His career is more extensive than that of others. After 20 years dedicated to advertising and art photography, an ambitious industrial photography commissioned assignment made him rethink many things. So his specialization in architectural photography came not long ago. At the dawn of the crisis in Spain, "as a need to specialize and at the end of a learning process."
Among the issues he brings up, the first thing he mentions, as an introduction, is that he always preferred "patient" photography, which is not always understood in the highly demanding commissions made by the architects. His work is based on "the right moment, the right time of year and weather conditions; not to depend on any agendas, not to hurry". And that's what he says he offers.
The next step is the technical quality, which is assumed, but not always sufficiently appreciated. "In a time when anyone with a smartphone becomes a professional retoucher, we have to give a twist on things offering a perfection in the execution that most people are not aware of. It is our competitive advantage, and a piece of specialized equipment is essential."
Unlike many colleagues, Alfonso Quiroga is not an architect, in exchange he offers us a precious value. His eye has been educated since the beginning by looking at classics of photography such as Harry Callahan, Edward Weston, and Alfred Stiglitz among others. "At the time, these artists were considered Masters of their craft and precursors of what we nowadays know as "Modern Photography". Their conception of form, volume, and minimalism, of negative space, shaped my style when composing a photograph. For me, architecture photography, in addition to its documentary value, has a unique feature. It allows you to be a witness and intermediary at the same time. A lot of people only get to see a building through my photos if they never visit it. Architectural photography transcends place."
Text by.- José Juan Barba. Dr. Arquitecto.
Wet plate collodion. Photograph by Alfonso Quiroga
Alfonso Quiroga. Personal work.-
Within my personal projects, there is always room to investigate ancient processes. To experiment with the birth of photography I am imbued at the moment, outside my strictly professional work, with what is known as the process of wet plate collodion photography, one of the first photographic techniques in history.
It appeared in 1851, one of the first steps towards snapshot images. Some call it the 19th-century Polaroid. It is a very complex process, 100% chemically handmade, and it produces unique images. I make them on glass plates (called ambrotypes), with an old, wooden, large format camera and antique brass lens built around 1860...
It is called wet because the whole process, from the plates' chemical sensitization to the final exposure and image development, must be done approximately in less than 10 minutes before the chemicals dry, otherwise, the end result is ruined.

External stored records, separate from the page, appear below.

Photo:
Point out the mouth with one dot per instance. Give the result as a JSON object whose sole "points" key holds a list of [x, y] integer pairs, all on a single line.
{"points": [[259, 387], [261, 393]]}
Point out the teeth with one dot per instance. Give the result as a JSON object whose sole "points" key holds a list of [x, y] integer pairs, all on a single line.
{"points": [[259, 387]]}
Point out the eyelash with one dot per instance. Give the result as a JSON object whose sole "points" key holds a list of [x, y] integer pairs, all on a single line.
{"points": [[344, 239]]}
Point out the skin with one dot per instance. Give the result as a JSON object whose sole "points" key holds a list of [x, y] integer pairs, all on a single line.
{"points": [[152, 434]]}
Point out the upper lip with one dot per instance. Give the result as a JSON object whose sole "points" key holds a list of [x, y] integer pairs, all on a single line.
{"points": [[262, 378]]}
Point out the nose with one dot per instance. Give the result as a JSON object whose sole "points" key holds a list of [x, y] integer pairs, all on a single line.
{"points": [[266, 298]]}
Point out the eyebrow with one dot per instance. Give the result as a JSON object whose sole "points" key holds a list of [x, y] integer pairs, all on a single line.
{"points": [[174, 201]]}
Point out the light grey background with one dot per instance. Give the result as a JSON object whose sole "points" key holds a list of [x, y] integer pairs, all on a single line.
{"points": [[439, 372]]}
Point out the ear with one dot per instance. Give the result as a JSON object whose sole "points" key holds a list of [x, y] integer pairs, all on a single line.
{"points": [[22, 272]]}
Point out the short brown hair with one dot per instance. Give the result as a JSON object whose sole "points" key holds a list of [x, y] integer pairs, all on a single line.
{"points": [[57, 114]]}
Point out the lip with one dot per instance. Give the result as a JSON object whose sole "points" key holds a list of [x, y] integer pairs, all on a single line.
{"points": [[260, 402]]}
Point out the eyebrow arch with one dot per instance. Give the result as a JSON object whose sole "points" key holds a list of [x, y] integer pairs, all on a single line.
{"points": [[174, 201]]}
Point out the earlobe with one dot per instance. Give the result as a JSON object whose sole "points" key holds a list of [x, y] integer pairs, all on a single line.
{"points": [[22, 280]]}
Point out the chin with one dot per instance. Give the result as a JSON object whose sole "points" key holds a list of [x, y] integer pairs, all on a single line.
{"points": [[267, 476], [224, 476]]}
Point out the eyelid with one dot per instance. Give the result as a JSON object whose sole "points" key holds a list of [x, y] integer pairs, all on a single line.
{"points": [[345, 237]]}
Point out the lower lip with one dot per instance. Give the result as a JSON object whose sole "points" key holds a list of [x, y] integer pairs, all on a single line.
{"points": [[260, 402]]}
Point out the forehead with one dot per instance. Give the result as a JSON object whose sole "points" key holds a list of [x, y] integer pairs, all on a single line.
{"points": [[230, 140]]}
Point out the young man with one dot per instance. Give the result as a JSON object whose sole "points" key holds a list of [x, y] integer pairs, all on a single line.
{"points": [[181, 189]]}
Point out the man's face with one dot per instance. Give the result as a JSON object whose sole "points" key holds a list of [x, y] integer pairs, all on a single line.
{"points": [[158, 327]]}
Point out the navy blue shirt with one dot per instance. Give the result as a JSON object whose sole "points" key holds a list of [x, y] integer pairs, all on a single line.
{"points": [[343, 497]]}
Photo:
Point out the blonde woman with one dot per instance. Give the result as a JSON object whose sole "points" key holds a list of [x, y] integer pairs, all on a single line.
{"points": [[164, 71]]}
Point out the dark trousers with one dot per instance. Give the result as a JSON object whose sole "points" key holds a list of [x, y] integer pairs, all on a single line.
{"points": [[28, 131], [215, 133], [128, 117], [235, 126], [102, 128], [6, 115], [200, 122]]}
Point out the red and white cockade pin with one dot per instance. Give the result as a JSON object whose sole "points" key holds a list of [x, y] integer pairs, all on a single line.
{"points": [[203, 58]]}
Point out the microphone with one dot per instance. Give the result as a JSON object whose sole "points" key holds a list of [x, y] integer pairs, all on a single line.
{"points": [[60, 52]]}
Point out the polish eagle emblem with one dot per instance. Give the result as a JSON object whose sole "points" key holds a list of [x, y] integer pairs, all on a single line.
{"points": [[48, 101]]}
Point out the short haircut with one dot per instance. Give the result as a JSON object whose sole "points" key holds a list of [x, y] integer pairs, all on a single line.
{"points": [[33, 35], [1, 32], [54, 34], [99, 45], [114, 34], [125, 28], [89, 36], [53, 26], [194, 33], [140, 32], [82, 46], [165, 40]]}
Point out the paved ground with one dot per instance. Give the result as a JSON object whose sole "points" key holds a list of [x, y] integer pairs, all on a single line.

This requires having a dark room near the place where the photo is taken, which means having to build a portable darkroom if you perform outdoors.
A laborious technique, every unobserved detail is certain to end up in an error, sometimes even obsessive. It is the counterpoint to the conception of the photographic digital process that I work with every day: hundreds of photos taken in a very short time, accumulated in memory cards and hard disks, in contrast to the patience, the care, and the uncertainty of seeing the birth of each photo one by one, that's the real reward.